Автор изначально задается именно этическими вопросами: «Почему в тебе возможно все? Как возможны одновременно Акрополь и Освенцим?»

 Речь, конечно, не об «одновременности» в хронологическом смысле, ведь М. Аркадьеву прекрасно известно, когда строили афинский Акрополь и когда случился Освенцим, а о совместимости «добра и зла» в душе человека.

«Речь пойдет и об ответственности — ответственности перед лицом неустранимой парадоксальности и боли человеческого существования. При этом я хочу предложить текст, насколько это возможно, научный…»

     Такая увязка научных дисциплин с этикой видится мне искусственной. На мой взгляд, нет никакой связи между лингвистикой, как наукой, или антропологией, как наукой, и этикой. Этика черпает свои ценности и питает их силу в других источниках. И что, в самом деле, означает ответственность перед лицом неустранимой парадоксальности и боли человеческого существования? Разве «парадоксальность и боль человеческого существования» призывает кого-то к ответу? Разве кто-то виноват в этой «парадоксальности» и должен нести за нее ответственность? Ведь сам автор считает, что она «неустранима», то есть человеческому существованию соприродна. Воистину «этика запредельности»…

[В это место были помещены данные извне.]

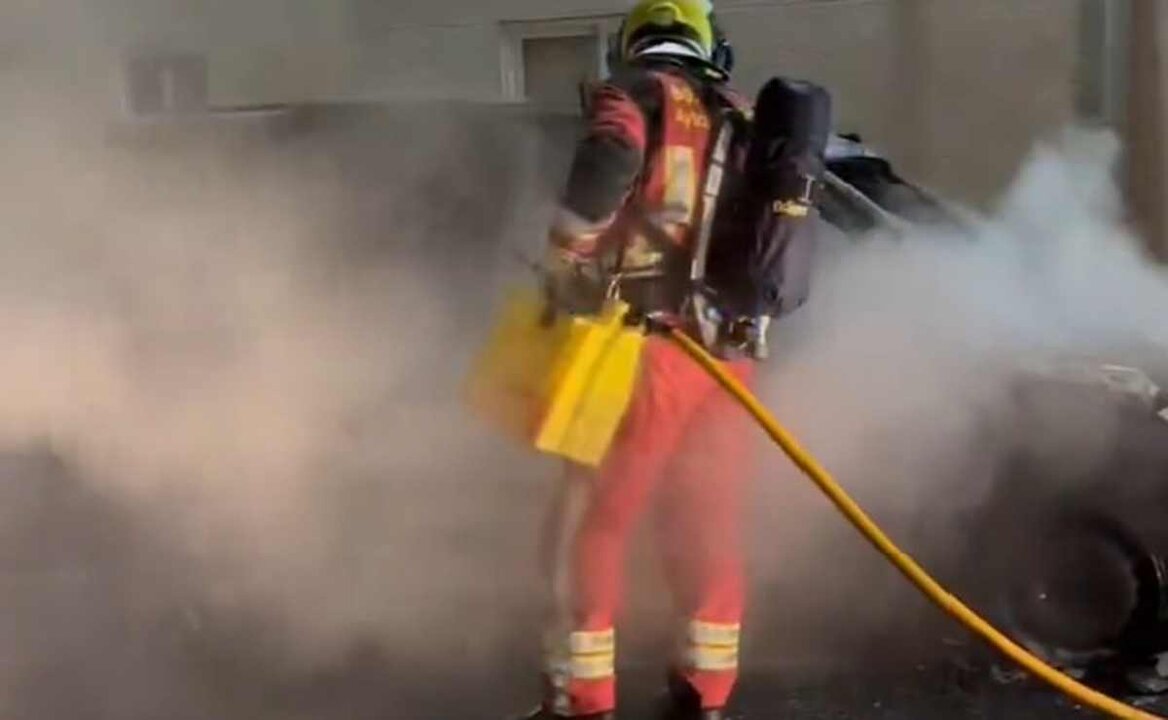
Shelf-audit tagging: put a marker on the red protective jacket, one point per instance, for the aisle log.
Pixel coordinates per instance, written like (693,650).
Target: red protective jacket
(633,198)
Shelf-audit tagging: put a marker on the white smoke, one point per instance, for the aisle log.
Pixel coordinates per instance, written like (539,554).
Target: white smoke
(899,372)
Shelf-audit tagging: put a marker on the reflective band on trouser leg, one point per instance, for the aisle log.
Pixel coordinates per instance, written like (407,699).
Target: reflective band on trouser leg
(711,662)
(713,646)
(583,673)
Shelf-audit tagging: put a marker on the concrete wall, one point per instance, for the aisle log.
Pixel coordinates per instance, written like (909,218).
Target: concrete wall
(954,90)
(1147,111)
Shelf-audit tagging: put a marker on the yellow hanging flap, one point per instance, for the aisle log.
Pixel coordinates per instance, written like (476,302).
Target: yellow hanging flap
(562,387)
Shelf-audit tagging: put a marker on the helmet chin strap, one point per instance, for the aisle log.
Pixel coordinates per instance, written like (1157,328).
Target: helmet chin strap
(672,48)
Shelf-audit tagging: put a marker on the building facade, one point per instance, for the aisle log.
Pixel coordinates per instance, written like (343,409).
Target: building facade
(956,91)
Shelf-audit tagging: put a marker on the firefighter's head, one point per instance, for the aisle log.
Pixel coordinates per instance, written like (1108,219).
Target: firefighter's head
(675,28)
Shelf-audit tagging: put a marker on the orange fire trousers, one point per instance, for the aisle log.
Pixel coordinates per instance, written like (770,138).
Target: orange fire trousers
(685,447)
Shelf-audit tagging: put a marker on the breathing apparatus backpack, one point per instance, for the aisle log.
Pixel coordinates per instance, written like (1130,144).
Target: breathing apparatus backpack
(756,243)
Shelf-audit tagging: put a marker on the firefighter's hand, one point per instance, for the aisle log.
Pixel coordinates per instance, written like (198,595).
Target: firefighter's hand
(574,284)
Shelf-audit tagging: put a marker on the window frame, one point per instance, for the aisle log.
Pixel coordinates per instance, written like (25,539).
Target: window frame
(514,33)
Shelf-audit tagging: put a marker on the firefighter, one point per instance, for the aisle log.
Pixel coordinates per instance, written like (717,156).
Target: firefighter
(632,209)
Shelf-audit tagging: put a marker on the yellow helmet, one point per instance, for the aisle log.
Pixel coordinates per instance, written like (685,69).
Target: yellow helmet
(687,22)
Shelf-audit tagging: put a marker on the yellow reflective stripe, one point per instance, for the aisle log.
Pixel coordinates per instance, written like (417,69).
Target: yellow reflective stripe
(723,635)
(590,643)
(791,208)
(713,658)
(680,181)
(593,666)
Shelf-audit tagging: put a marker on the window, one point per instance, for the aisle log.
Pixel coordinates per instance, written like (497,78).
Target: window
(1102,62)
(546,62)
(166,84)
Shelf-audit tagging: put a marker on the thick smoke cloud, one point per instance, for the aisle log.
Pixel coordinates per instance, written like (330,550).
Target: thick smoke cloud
(902,375)
(242,345)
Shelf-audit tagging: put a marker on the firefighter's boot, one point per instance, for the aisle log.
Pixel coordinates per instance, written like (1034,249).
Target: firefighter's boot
(685,704)
(543,713)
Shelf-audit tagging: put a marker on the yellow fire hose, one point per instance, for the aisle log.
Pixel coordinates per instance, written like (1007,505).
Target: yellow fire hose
(903,562)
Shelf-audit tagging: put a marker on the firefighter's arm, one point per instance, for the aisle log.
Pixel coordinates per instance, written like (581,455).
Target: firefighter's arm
(604,168)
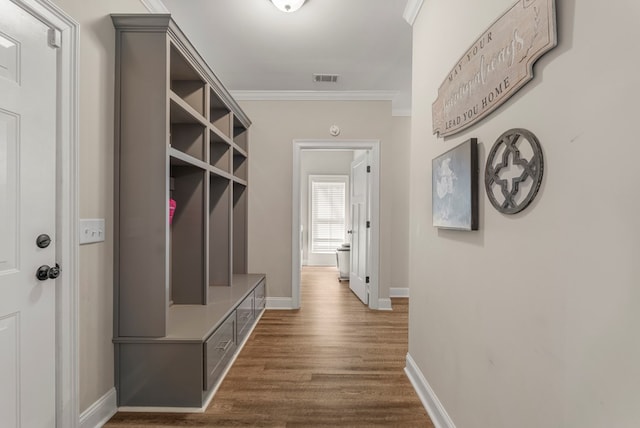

     «Человек и как индивид, и как группа, и как вид в целом убивает себя в таких невероятных масштабах и с такой технически выверенной жестокостью потому, что он бессознательно утыкается в абсурдную стену, в разрыв, в неустранимую и латентно-активную «матрицу языка», мешающую ему обрести потерянный доязыковый рай, где не было сознания смерти...»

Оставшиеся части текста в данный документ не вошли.